Du côté de la Direction générale de la cohésion sociale du Département de la santé et de l’action sociale, dirigée par Fabrice Ghelfi, nous avons obtenu des réponses qui n’entrent malheureusement pas dans le détail. Et les autorités ne se prononcent pas sur ce cas précis. «Un de nos objectifs est de proposer à toutes les personnes en situation de handicap ou de dépendance et vivant à domicile des prestations d’accompagnement qui permettent de soulager leurs proches, rappelle-t-il. Les personnes en situation de handicap peuvent par exemple bénéficier de courts séjours dans un établissement socio-éducatif. Si elles ont besoin d’un suivi médical, elles ont la possibilité d’effectuer un court séjour dans certains établissements médico-sociaux spécialement adaptés.» La volonté est donc là, mais n’apparaît en réalité pas comme évidente au cas par cas.

Place ensuite aux chiffres. «L’offre en court séjour médicalisé, qui concerne surtout des personnes âgées, répond à la demande et n’est pas très limitée dans le canton de Vaud. Selon nos chiffres de 2017, dans le canton, 26 institutions ont proposé des places de court séjour médicalisé. Ce sont environ 200 lits. Plus de 2700 personnes en ont bénéficié. En 2017, le taux d’occupation s’est élevé à 60%.» La Direction générale de la cohésion sociale confirme également que Plein Soleil, de la Fondation de Lavigny, est l’une des structures habilitées à accueillir des personnes plus jeunes en situation de handicap, contrairement à certains EMS qui ne sont pas adaptés.

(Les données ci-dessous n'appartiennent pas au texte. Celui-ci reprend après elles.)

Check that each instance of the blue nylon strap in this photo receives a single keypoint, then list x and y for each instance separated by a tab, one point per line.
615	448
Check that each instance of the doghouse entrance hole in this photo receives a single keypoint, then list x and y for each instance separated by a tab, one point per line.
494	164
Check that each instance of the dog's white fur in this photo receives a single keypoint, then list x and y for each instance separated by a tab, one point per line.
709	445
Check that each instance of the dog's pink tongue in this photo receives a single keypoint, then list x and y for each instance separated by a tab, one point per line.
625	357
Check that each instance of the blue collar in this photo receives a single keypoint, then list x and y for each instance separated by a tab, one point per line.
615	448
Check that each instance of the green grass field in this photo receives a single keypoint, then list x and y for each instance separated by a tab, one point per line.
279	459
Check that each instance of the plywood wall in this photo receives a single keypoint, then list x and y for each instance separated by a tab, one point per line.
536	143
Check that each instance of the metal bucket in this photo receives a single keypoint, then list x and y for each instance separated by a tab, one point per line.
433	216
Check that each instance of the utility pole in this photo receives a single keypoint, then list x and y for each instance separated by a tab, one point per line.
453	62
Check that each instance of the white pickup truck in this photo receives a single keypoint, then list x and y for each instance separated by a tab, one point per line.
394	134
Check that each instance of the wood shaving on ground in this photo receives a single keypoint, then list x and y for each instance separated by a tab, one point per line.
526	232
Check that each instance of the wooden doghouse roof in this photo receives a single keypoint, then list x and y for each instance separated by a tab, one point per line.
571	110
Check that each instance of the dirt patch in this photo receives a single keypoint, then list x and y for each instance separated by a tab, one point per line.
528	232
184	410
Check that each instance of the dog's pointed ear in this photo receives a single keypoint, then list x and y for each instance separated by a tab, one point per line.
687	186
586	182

En théorie, les efforts du Canton sont tout à fait louables. Mais ils restent parfois difficiles à mettre en place concrètement. «Les proches aidants et leurs aidés ont souvent l’impression de ne pas être entendus», explique Rémy Pingoud, président de l’Association vaudoise de proches aidants, dont un des rôles est de servir de relais entre leurs membres et les autorités. «Il y a beaucoup de situations où tout se passe bien, mais certains cas semblent kafkaïens. De l’extérieur, ils semblent résolubles avec un peu de bonne volonté en rassemblant tous les acteurs autour d’une table. Je ne connais pas les Kenedy, mais je sais que le risque d’épuisement est réel et que leur demande n’est pas à prendre à la légère. Normalement, c’est le Brio (bureau d’information et d’orientation) du Réseau de la Région Lausanne qui devrait faire le lien entre eux et le Canton, mais la coordination semble ne pas fonctionner dans ce cas précis pour le moment. Ça bloque souvent plus pour une question d’attitude que de moyens.»